Table's column defintion – TColumn

TColumn = packed record
            Kind:Int64;
            ID:Int64;
            Flags:Int64;
            Name,
            Comment:WideText;
            InputMask,
            OutputMask: WideText;
            InitialValue,
            MinValue,
            MaxValue:DataType;
            MinLength,
            MaxLength:Int64;
          End;

Kind        

data type identification; see Data types; required

ID          

unique column's identification; utilized at records' definitions; required

Flags       

reserved for future utilization

Name        

column's name; must be unique in its table; required

Comment     

column's comment

InputMask   

input mask, used for input text formatting

OutputMask  

output mask, used for output text formatting

InitialValue

record's item initial value

MinValue    

record's item minimum value

MaxValue    

record's item maximum value

MinLength   

record's item minimum length

MaxLength   

record's item maximum length

    Some items may be senseless for some data types. E.g. minimum and maximum lengths for boolean. Only Kind, Name and ID are required for every declaration. The rest of items are to be used by database applications to realize their needs.
    If MinLength and MaxLength are zeros then record's item's length isn't limited.

 

Table's records storing

    Item from record TTable.FirstItem stores file position where is stored sequence of Int64 integers that store positions where records are defined. The records' count is stored in TTable.ItemsCount.

 

Table's record definition

TRecordInfo = packed record
                Parts:Int64;
                Placements:array[0..Parts-1] of packed record
                                                  ID:Int64;
                                                  Part:Int64;
                                                End;
              End;

TRecordPart = packed record
                Fragments:Int64;
                Placements:array[0..Fragments-1] of packed record
                                                      Position,
                                                      Size:Int64;
                                                    End;
              End;

TFragment = packed array[0..Size-1] of byte;

    Every table's record can be composed from items(one item for one column) that values represents whole record. Every column can have only one value for one record. Table can have empty records, i.e. records with any items.
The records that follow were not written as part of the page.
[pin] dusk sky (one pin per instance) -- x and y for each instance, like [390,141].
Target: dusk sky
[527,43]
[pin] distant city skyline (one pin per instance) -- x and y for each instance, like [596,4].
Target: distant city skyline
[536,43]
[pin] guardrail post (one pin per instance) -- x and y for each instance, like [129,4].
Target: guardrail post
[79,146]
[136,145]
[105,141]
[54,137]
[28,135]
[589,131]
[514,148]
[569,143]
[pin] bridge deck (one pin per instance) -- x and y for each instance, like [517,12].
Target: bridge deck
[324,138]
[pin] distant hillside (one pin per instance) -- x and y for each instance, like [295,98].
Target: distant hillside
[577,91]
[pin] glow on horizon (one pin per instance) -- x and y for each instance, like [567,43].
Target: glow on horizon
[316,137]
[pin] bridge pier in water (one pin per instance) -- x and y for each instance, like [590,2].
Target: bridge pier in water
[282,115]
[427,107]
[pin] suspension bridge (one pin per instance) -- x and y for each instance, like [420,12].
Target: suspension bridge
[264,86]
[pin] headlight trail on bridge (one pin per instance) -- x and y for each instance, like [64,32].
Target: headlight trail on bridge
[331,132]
    Information about record, TRecordInfo, stores in Parts count of items stored in record and their placement in database file. Item TRecordInfo.Placements determines column which owns the record's item, item ID, and where the record's item is stored in file, item Part.

    To get maximum coefficient of filling, record's item for one column can be stored at several places in file in the same way as whole record - they're stored in fragments. Item TRecordInfo.Placements[].Part stores position where the record TRecordPart is stored. TRecordPart.Fragments is count of table record's item fragments. If it is zero then record's item has the NULL value. TRecordPart.Placements stores information about these fragments. Location of one fragment represents Position and Size means its size. These values must be greater than zero. Fragment is sequence of bytes.

    To make usage of optimalizations techniques possible, every table record's item should have only one fragment that is located immediately after TRecordPart. TRecordPart records should be placed immediately after TRecordInfo.

 

Unused file space informations storing

TSpaces = packed record
            Spaces:Int64;
            Placements:array[0..Spaces-1] of packed record
                                               Position,
                                               Size:Int64;
                                             End;
          End;

    Item Spaces determines the count of unused blocks in database file. Blocks are located at positions Placements[].Position and their sizes are Placements[].Size.